JANESVILLE—Chris Dean sat Wednesday on a bench a few doors down from the Armed Forces Career Center on Deerfield Drive.

His service dog Gandalf huddled in the shade beneath the bench. Somewhere on his person, Dean carried a concealed handgun.

Since Friday, Dean has spent hours each day outside the recruitment office, watching and waiting. He guessed he'd spent about 50 hours there as of Wednesday afternoon, and he's not quitting anytime soon.

Dean and at least a dozen other local veterans are taking shifts guarding the office during regular business hours. It's a joint effort with hundreds of other veterans at recruitment centers across the country in response to the Chattanooga, Tennessee, shootings last week in which a gunman killed five military members at recruitment facilities before being gunned down by police.

“It's more a response to the president not … letting at least there be an armed guard in the recruitment station,” Dean said.

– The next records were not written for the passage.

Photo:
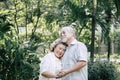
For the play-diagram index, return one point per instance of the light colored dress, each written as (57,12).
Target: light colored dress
(75,52)
(50,63)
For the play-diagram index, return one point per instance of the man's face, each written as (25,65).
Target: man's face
(65,36)
(59,50)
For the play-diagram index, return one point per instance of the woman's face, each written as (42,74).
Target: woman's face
(59,50)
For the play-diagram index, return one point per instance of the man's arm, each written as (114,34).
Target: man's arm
(76,67)
(49,75)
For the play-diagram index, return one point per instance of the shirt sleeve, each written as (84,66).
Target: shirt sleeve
(44,65)
(81,52)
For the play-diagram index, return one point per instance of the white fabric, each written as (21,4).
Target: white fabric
(75,52)
(50,63)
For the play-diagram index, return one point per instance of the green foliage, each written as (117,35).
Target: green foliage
(102,71)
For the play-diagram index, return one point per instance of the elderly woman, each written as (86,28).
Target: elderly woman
(51,63)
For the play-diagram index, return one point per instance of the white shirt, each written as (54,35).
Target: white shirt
(75,52)
(50,63)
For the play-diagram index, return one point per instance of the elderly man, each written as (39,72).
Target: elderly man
(74,61)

The Chattanooga shooting victims weren't able to defend themselves because it's against the law for anyone to be armed with a firearm in a recruitment office, he said. A sign on the Deerfield Drive building warns residents to not bring a gun inside.

For Dean, standing guard not a political statement but a way to keep military personnel protected.

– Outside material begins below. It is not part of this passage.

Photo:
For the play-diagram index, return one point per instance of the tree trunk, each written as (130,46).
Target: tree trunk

“That's our brothers in there, and they can't protect themselves,” he said. “We hope nothing happens here, but if it does, at least there's some kind of buffer between that person and them in there that can't protect themselves right now.”

While Dean sat, a person leaving Cozumel next door took a moment to ask Dean if he was guarding the recruitment office and thanked him. Dean said he's just as likely to be flipped off as he is thanked. Though Dean tends to remain inconspicuous, other veterans sometimes stand in plain view carrying rifles, he said.

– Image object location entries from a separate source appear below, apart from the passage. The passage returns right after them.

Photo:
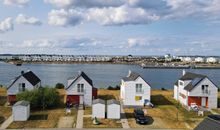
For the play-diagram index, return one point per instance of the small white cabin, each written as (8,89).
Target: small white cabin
(113,109)
(98,108)
(21,111)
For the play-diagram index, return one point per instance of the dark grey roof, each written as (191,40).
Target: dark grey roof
(195,79)
(131,77)
(30,77)
(96,101)
(22,103)
(84,76)
(113,101)
(211,122)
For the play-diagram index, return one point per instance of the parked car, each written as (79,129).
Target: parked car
(139,116)
(194,107)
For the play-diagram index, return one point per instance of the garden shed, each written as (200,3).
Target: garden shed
(21,111)
(113,109)
(98,108)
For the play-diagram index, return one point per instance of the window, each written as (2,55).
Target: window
(181,83)
(139,88)
(21,87)
(80,88)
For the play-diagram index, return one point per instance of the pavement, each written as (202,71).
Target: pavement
(124,120)
(7,122)
(66,122)
(79,121)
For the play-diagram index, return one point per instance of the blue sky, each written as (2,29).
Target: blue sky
(113,27)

“You kinda get that gun nut look going on,” Dean said.

Within the past few days, at least one veteran has stood outside armed with a rifle, he said.

Marc Woolsey has spent every day since Friday outside the office. He stopped by during work Wednesday to check on Dean before finishing his shift and returning in the afternoon.

“We gotta make a statement somehow, and the only way we can figure out how to do that … is be visible. Sooner or later, someone's gonna say, 'Why are these guys all over?'” Woolsey said.

Politicians already are beginning to respond. Sen. Tammy Baldwin and Sen. Ron Johnson introduced bills Wednesday that would allow recruitment office employees to carry firearms or would require armed guards stationed at recruiting facilities.

Recruitment office employees declined comment on the situation, but Woolsey said they sometimes bring the veterans food, water and candy.

Any armed person heading toward the office is up to no good, and Dean and Woolsey are prepared to stop anyone in such a situation, they said.

“If I gotta wrestle them, if I gotta fight them or, if I had a gun, I would do what it takes,” Woolsey said. “If someone wants to go in there and do them harm, I'm here to do them harm.”

Such action likely isn't necessary, though. Just being a visible is enough of a deterrent, Woolsey said.

Dean disagreed. Anyone with enough motivation will take people out, whether they're military personnel or veterans acting as a volunteer guards.

Woolsey, who spends his free time riding his motorcycle, has put his bike away until the government allows military personnel to arm themselves while in recruitment offices.

“Somebody's gotta do it,” he said. “It's gotta start somewhere, don't it?”